Hoy os ofrecemos una guía que os ayudará a encontrar trabajo en el mundo del videojuego tanto si queréis ser programadores, artistas o diseñadores de niveles, entre otros. Pequeños consejos que, por lo menos, ayudarán a aclarar ideas y a abrir caminos. Vamos allá.

Lo primero y más importante, sin duda, es el trabajo. Uno mismo debe llegar con mucho sobre las espaldas. Esto quiere decir que es importante trabajar solos, crear pequeños videojuegos, formarse de manera autodidacta, etc. El background de cada uno es lo que determina que sea contratado o no. Por eso, conviene tener un portfolio actualizado en el que disponer de algunos ejemplos de lo que se ha hecho previamente. Por otra parte hay que tener en cuenta algo que aliviará a muchos: los títulos y los estudios aquí son menos importantes que la práctica y la solvencia.

En cuanto a los que deseen ser programadores, es imprescindible conocer el lenguage C++. Así que lo primero es dominar el lenguaje de programación y lo segundo programar un juego pequeño a modo de muestra (es importante que dicho juego esté completo y no a medias). Con esto podemos seguir adelante.

En cuanto al juego que utilicemos como carta de presentación convienen varias cosas. En primer lugar, que lo hagamos solos. En segundo lugar, que, si es posible, desarrollemos un motor gráfico independiente. Por último, como ya hemos dicho, que el juego esté acabado y sea publicable. Y, como no, que sea original.

En cuanto a los motores gráficos, aprended lo máximo que podáis. Cada empresa suele tener su propio motor, pero es conveniente examinar las librerías Open Source y empaparos con lo que hay disponible.

Para los que deseen modelar y diseñar personajes y niveles conviene estar, desde el principio, especializados. Hay que escoger, por ejemplo, entre personajes y escenarios, dos disciplinas muy distintas. De manera que vuestro portfolio debe ir cargado de aquello que pretendáis conseguir. No tiene sentido presentar personajes animados cuando queréis un puesto para diseño de niveles.

Por otra parte hay que conocer lo que trabaja la compañía que os quiere contratar. Si utiliza modelos de tipo realista, presentadle vuestro trabajos realistas. Si utiliza cartoons, presentadle diseño que se amolden a la línea.
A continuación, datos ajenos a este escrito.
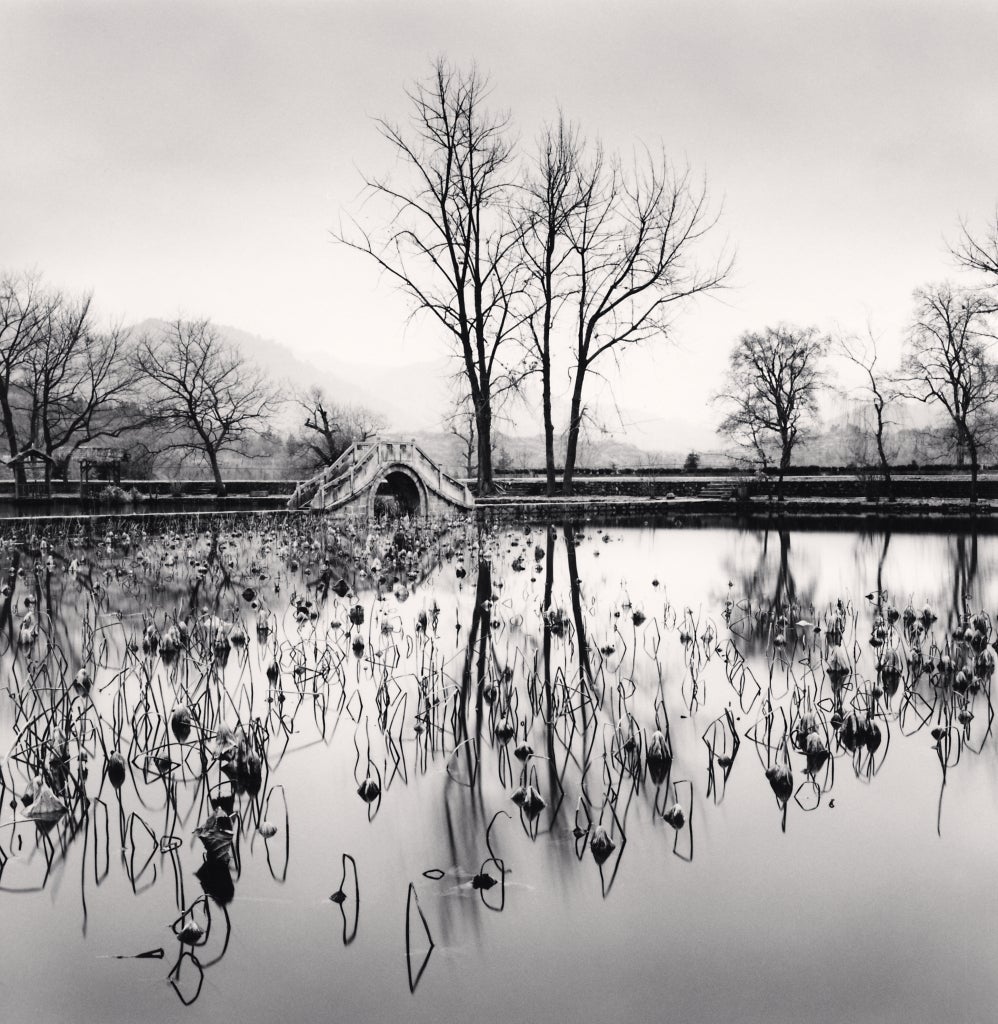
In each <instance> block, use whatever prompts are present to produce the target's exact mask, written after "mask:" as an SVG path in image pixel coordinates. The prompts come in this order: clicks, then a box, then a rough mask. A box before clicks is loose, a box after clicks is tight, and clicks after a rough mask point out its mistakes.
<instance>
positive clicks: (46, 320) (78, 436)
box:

Muestra poco, pero bueno y bien hecho.

Por último, en lo que respecta al puesto de diseñador de videojuegos, la cosa está más cruda. Sobre todo porque mucha gente quiere ocupar ese sitio y porque, en verdad, hay pocos puestos disponibles. En cualquier caso no está de más intentarlo.
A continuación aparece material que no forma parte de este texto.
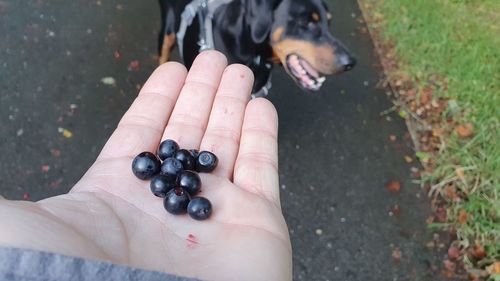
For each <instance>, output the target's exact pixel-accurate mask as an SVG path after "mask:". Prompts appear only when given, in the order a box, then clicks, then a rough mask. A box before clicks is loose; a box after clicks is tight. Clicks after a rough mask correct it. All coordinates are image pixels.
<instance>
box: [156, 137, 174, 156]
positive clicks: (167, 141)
mask: <svg viewBox="0 0 500 281" xmlns="http://www.w3.org/2000/svg"><path fill="white" fill-rule="evenodd" d="M177 150H179V145H178V144H177V143H176V142H175V141H173V140H164V141H163V142H162V143H161V144H160V146H159V147H158V157H160V159H161V160H165V159H167V158H169V157H174V155H175V152H177Z"/></svg>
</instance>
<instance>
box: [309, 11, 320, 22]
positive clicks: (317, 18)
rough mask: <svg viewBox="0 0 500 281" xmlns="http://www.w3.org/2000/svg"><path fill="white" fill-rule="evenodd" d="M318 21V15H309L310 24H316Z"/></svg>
mask: <svg viewBox="0 0 500 281" xmlns="http://www.w3.org/2000/svg"><path fill="white" fill-rule="evenodd" d="M320 19H321V18H320V16H319V14H318V13H315V12H314V13H312V14H311V22H314V23H316V22H319V20H320Z"/></svg>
Conviene, en este caso, estudiar algún máster de especialización pero, esta vez, un buen portfolio puede marcar la diferencia. Si tenéis juegos terminados que ofrecer (de cartas, de tablero, etc) la cosa será más fácil. Es mejor demostrar que podéis llevar a cabo vuestras ideas, mostrar el producto terminado es un prueba tangible. Para estos juegos deberías mostrar cómo ha sido el proceso de creación (de manera que tienes que documentarte) y deberías poder hacer un playtesting.

Por otra parte, es importante redactar bien si quieres ser diseñador. Mantén un blog abierto en el que puedas demostrar tu talento como redactor. No hace falta ser Pérez Reverte, con escribir bien, basta.

Hasta aquí estos pequeños consejos. Recuerda que siempre es mejor tener una titulación (para eso existen carreras, másteres y ciclos de formación especializada), pero si tienes un portfolio con títulos acabados, has ganado mucho. ¡Suerte y ánimo!